Another provision of the plan will make those numbers even harder for Twitter: the company promises to buy back $2 billion of its stock. Twitter has never done a buyback, for good reason. Firms who do that usually are rolling in cash. Twitter is not—as of last December (the most recent earnings), it had $1.8 billion in cash reserves, and another $4.8 billion in short-term investments. That means even with Silver Lake’s $1 billion, Twitter still must spend a significant part of its cash to buy shares. That’s money that won’t go to improve itself, or make an acquisition, or hire engineers who will make it better. A buyback usually means a bump in stock price and that will make Elliott happy. But it won’t make Dorsey’s job easier.
What does this mean for us, Twitter’s lurkers and tweeters? We got assurance that Elliott—led by rabid right-winger Singer—won’t mess with Twitter’s content policies. So we won’t see Donald Trump’s tweets pinned to the top of everyone’s feeds. But the pressure to meet those milestones might degrade our experience. The revenue demands could mean more ads in our streams. And if Dorsey is forced to produce growth numbers at all costs, he might have to abandon his calibrated improvements to make Twitter more civil and more useful without alienating its fans, and do just about anything to, um, jack up the numbers. Having just completed a long study of Facebook, I can tell you a lot about the awful things that happen when growth becomes a crazy priority.

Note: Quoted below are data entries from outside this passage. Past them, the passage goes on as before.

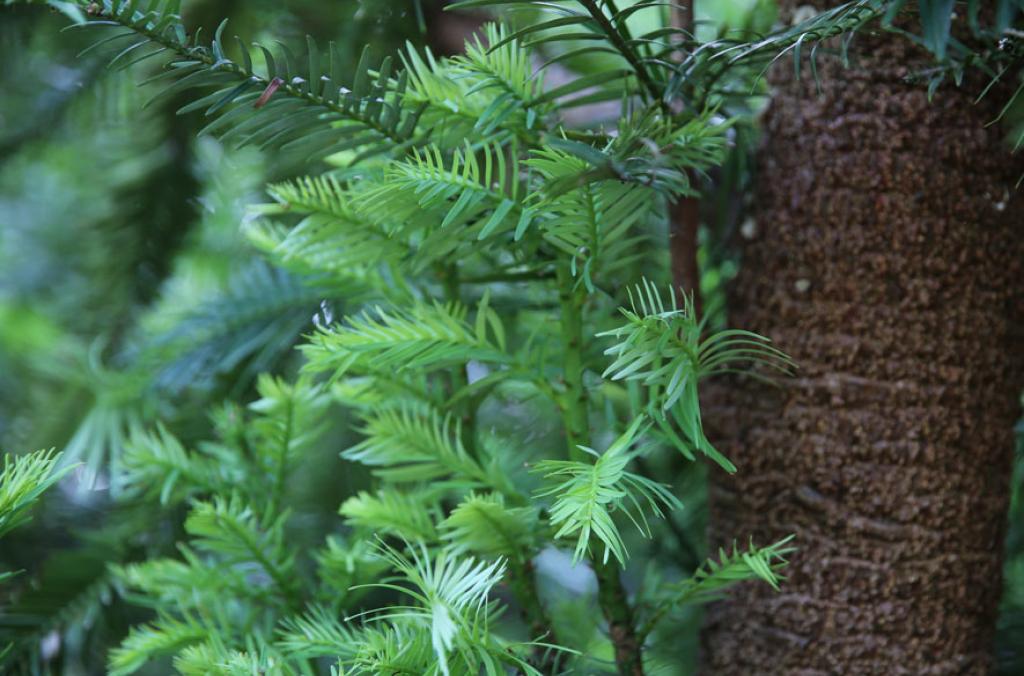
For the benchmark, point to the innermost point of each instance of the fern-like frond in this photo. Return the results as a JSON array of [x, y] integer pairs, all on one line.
[[155, 465], [450, 595], [302, 109], [482, 523], [587, 495], [333, 240], [472, 196], [416, 444], [290, 418], [230, 531], [342, 565], [248, 326], [597, 20], [23, 480], [715, 576], [425, 337], [187, 585], [595, 221], [163, 637], [392, 512], [318, 633], [213, 657], [663, 347], [502, 68]]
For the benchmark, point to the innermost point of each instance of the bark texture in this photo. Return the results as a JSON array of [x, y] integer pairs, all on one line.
[[887, 261]]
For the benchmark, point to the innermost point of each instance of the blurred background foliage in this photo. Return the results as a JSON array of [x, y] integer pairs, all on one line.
[[129, 294]]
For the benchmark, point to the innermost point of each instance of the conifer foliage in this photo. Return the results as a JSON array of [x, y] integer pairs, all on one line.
[[484, 249]]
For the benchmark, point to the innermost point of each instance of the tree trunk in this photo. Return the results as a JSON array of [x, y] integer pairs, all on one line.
[[887, 261]]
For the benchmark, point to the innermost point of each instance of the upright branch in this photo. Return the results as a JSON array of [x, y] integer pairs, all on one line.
[[611, 594], [685, 211]]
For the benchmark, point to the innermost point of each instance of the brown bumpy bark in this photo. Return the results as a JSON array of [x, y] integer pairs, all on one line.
[[887, 261]]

The wild card here is Silver Lake. Unlike Elliott Management, which swamps its prey like a zombie invasion, Silver Lake has a history of more collaborative efforts, with $43 billion currently invested in various properties in the tech world. It has helped some of its investments to better futures, notably in its long history with Dell. It recently invested in Waymo, when Alphabet took outside investment in its autonomous driving division. So maybe its involvement is a good sign. On the other hand, it’s got a lot of connections to tap if that new succession plan should kick in.
Silver Lake’s Durban, in a statement, called Dorsey “a visionary leader, and a critical force behind Twitter's ongoing evolution and growth.” But that evolution must come with less cash, a more critical board, and a faltering economy. Notably, a statement from Cohn, Elliott’s new director, included no such praise of the current CEO. Instead he cited the “opportunity for value creation” Twitter represented. Which is hedge fund speak for squeezing out money now.
Last year, Cohn joined eBay’s board under similar circumstances. The CEO was out within a year.